Insulin’s molecular handshake caught in the act

Insulin has been the focus of intense research efforts ever since its isolation and characterisation last century. Yet it has taken until today for us to get a clear picture of how the peptide docks with cells, thus enabling them to take up sugar.

The work, led by Associate Professor Mike Lawrence, Professor Colin Ward and Dr John Menting from the Walter and Eliza Hall Institute used the Australian Synchrotron to shed light, as it were, on the activity of insulin.

The finding could pave the way for developing new types of insulin for treating both type 1 and type 2 diabetes.

The team employed the powerful MX2 microcrystallography beamline at the Synchrotron, run by Dr Tom Caradoc-Davies, to image how insulin conducts its ‘molecular handshake’ with other cells.

The team found that both insulin and the insulin receptor change their shape in order to bind with each other, and understanding the dynamics of this interaction could reveal why sometimes the process breaks down.

It could also lead to new types of insulin that might be easier to administer, such as by tablet form rather than via injections.

“Understanding how insulin interacts with the insulin receptor is fundamental to the development of novel insulins for the treatment of diabetes,” said Lawrence.

“Until now we have not been able to see how these molecules interact with cells. We can now exploit this knowledge to design new insulin medications with improved properties, which is very exciting.”
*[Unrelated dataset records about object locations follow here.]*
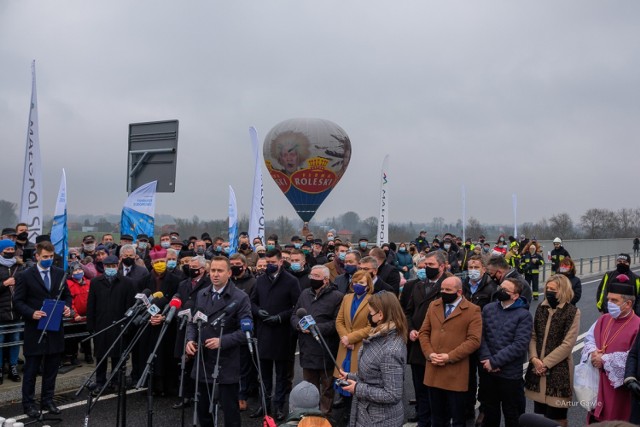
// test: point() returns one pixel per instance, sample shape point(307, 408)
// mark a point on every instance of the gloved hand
point(634, 386)
point(272, 320)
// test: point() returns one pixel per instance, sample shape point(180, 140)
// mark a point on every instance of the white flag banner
point(139, 210)
point(31, 212)
point(59, 233)
point(233, 221)
point(515, 215)
point(383, 220)
point(256, 220)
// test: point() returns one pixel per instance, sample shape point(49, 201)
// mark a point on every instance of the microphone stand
point(216, 372)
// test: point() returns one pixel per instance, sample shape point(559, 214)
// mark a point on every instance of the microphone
point(158, 305)
point(307, 322)
point(141, 299)
point(174, 305)
point(226, 311)
point(185, 315)
point(200, 317)
point(246, 325)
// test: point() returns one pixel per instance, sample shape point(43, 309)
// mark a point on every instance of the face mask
point(552, 299)
point(474, 275)
point(448, 298)
point(370, 319)
point(613, 309)
point(359, 289)
point(502, 295)
point(271, 268)
point(46, 263)
point(160, 267)
point(432, 272)
point(350, 269)
point(316, 284)
point(622, 268)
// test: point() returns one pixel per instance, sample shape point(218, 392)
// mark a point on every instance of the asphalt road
point(104, 412)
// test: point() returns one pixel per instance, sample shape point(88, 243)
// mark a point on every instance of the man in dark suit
point(213, 300)
point(33, 286)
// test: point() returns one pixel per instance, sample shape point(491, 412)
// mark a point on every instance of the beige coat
point(458, 335)
point(356, 330)
point(550, 360)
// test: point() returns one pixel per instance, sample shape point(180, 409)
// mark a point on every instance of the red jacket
point(80, 295)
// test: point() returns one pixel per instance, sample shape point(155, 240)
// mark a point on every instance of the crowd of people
point(457, 312)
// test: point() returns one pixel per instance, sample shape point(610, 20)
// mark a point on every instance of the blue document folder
point(54, 312)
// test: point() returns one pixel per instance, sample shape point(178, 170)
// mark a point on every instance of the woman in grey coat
point(377, 388)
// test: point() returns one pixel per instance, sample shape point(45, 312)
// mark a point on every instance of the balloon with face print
point(306, 158)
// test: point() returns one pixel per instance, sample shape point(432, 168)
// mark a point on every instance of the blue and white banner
point(31, 211)
point(383, 220)
point(256, 220)
point(59, 232)
point(233, 221)
point(139, 211)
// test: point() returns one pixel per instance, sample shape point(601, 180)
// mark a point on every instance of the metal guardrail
point(14, 327)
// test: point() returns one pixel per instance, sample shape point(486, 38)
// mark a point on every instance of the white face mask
point(613, 309)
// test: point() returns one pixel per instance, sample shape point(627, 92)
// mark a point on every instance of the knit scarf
point(558, 376)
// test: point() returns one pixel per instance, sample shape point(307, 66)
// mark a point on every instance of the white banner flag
point(31, 212)
point(138, 212)
point(233, 221)
point(59, 233)
point(383, 220)
point(256, 220)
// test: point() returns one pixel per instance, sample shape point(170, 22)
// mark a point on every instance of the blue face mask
point(46, 263)
point(359, 289)
point(350, 269)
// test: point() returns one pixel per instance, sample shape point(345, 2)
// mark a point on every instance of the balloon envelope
point(306, 158)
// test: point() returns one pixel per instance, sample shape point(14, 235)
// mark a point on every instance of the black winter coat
point(8, 312)
point(278, 297)
point(232, 337)
point(28, 297)
point(324, 309)
point(107, 303)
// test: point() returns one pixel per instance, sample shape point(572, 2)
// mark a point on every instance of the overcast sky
point(537, 98)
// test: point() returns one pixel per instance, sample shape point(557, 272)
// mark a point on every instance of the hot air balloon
point(306, 158)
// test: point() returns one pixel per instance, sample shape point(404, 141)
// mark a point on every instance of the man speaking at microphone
point(321, 301)
point(213, 300)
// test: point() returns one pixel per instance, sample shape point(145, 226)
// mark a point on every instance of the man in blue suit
point(33, 286)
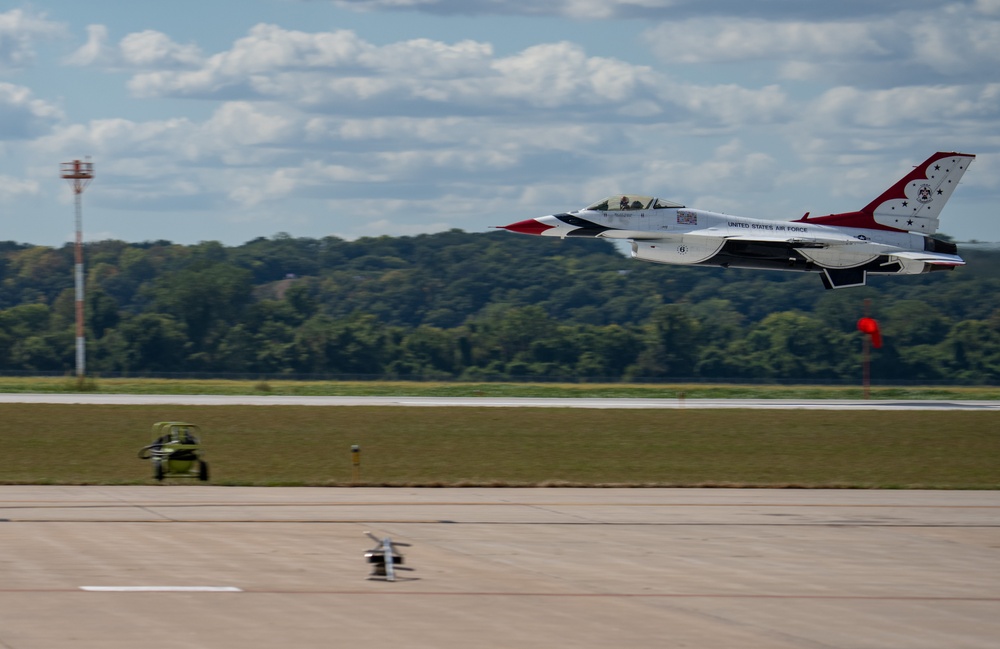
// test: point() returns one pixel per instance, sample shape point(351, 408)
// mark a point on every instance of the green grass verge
point(459, 389)
point(277, 445)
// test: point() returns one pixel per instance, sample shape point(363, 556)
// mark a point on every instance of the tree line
point(475, 306)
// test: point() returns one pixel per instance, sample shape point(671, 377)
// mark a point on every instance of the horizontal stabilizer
point(844, 277)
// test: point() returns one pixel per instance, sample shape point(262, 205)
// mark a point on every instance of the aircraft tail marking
point(914, 203)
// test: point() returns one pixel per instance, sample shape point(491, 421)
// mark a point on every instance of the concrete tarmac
point(183, 566)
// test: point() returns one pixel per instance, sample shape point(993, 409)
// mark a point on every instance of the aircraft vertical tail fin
point(915, 202)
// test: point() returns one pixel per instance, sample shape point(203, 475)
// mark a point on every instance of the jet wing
point(812, 241)
point(936, 258)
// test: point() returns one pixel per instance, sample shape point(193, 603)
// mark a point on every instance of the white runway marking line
point(162, 589)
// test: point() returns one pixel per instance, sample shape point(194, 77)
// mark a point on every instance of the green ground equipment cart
point(176, 451)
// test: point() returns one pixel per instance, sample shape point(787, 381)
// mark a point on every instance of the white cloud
point(951, 45)
point(19, 31)
point(147, 49)
point(647, 9)
point(911, 106)
point(151, 48)
point(14, 188)
point(23, 116)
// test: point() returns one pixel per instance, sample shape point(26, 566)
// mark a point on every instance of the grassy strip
point(276, 445)
point(457, 389)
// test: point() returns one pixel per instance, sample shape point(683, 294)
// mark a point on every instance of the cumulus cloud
point(335, 71)
point(950, 45)
point(22, 116)
point(20, 30)
point(649, 9)
point(14, 188)
point(147, 49)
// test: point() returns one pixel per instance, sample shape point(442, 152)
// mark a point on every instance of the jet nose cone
point(528, 226)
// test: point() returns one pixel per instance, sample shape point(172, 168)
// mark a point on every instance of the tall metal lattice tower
point(79, 174)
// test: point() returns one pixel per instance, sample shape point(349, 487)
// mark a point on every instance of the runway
point(192, 566)
point(492, 402)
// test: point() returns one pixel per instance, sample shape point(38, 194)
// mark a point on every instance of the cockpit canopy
point(623, 202)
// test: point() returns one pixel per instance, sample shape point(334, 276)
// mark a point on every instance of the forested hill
point(476, 305)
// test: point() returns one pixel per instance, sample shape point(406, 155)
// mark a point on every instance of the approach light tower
point(79, 174)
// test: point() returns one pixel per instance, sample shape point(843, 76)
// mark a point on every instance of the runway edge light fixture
point(79, 174)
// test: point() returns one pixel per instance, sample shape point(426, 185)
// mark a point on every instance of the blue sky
point(234, 119)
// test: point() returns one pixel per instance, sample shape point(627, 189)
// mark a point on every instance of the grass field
point(277, 445)
point(460, 389)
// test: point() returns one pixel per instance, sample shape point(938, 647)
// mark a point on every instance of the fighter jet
point(889, 236)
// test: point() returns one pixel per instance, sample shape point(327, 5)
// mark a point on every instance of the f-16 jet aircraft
point(889, 236)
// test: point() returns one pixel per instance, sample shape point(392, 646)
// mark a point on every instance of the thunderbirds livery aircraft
point(889, 236)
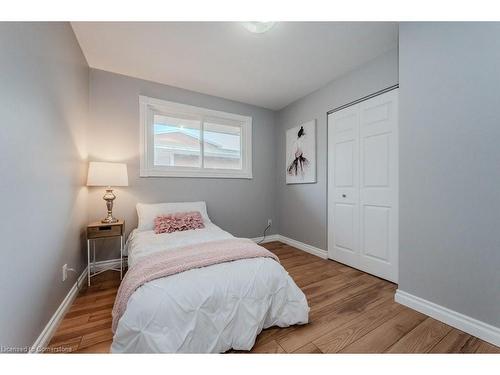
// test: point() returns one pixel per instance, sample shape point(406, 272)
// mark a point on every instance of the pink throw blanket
point(185, 258)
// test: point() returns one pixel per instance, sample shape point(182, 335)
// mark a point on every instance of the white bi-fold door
point(363, 185)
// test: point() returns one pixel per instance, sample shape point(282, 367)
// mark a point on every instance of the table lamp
point(107, 174)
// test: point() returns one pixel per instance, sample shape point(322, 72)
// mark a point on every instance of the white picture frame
point(301, 154)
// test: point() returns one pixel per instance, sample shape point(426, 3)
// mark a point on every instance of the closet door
point(378, 198)
point(343, 186)
point(373, 221)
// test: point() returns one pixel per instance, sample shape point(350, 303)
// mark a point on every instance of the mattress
point(206, 310)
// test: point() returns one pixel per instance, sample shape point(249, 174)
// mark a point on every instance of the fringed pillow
point(177, 222)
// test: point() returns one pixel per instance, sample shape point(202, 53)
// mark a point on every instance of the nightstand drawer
point(104, 231)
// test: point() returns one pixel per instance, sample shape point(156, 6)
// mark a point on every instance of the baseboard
point(462, 322)
point(43, 340)
point(266, 239)
point(302, 246)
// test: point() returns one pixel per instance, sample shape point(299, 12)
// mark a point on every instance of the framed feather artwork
point(301, 154)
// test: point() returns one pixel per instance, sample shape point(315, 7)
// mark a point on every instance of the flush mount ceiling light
point(258, 27)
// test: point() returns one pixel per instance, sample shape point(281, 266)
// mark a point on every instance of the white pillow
point(148, 212)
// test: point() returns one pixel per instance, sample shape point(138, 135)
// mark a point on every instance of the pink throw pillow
point(178, 222)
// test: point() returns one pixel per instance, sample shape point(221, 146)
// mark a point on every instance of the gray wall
point(44, 96)
point(449, 166)
point(239, 206)
point(301, 210)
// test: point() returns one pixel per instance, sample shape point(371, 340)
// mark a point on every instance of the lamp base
point(109, 220)
point(109, 197)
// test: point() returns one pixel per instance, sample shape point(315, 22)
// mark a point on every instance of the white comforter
point(205, 310)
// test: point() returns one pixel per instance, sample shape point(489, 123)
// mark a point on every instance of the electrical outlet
point(65, 272)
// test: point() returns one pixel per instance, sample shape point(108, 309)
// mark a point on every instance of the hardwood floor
point(351, 312)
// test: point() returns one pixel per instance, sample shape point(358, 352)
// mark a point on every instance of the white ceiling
point(223, 59)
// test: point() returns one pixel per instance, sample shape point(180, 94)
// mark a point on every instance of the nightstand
point(96, 231)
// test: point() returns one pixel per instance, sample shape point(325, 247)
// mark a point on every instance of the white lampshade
point(107, 174)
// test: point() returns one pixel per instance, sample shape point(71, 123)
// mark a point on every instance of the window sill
point(196, 174)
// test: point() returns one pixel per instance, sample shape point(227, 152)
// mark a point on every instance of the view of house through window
point(177, 143)
point(179, 140)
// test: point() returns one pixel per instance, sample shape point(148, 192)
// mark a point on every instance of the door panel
point(344, 231)
point(343, 186)
point(363, 185)
point(376, 232)
point(344, 161)
point(376, 160)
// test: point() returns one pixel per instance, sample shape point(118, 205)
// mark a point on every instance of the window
point(179, 140)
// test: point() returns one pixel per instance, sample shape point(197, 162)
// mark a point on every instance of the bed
point(204, 310)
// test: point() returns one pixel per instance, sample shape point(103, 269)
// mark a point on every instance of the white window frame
point(151, 106)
The micro-focus beamline at the Australian Synchrotron has a highly-focused x-ray beam that is particularly useful for gathering diffraction data from very small crystals such as those used in this study.

It is also thousands of times brighter than laboratory x-ray sources, enabling the experiment to be completed in minutes rather than weeks.

“What made the insulin work possible for us was being able to make regular visits to a local synchrotron instead of having to travel overseas,” said Lawrence.

“It’s difficult to grow crystals of insulin docking with its receptor, but frequent synchrotron visits meant we could optimise the crystal preparation methods and the experimental settings rather than guessing what might work.”

The study was published today in Nature.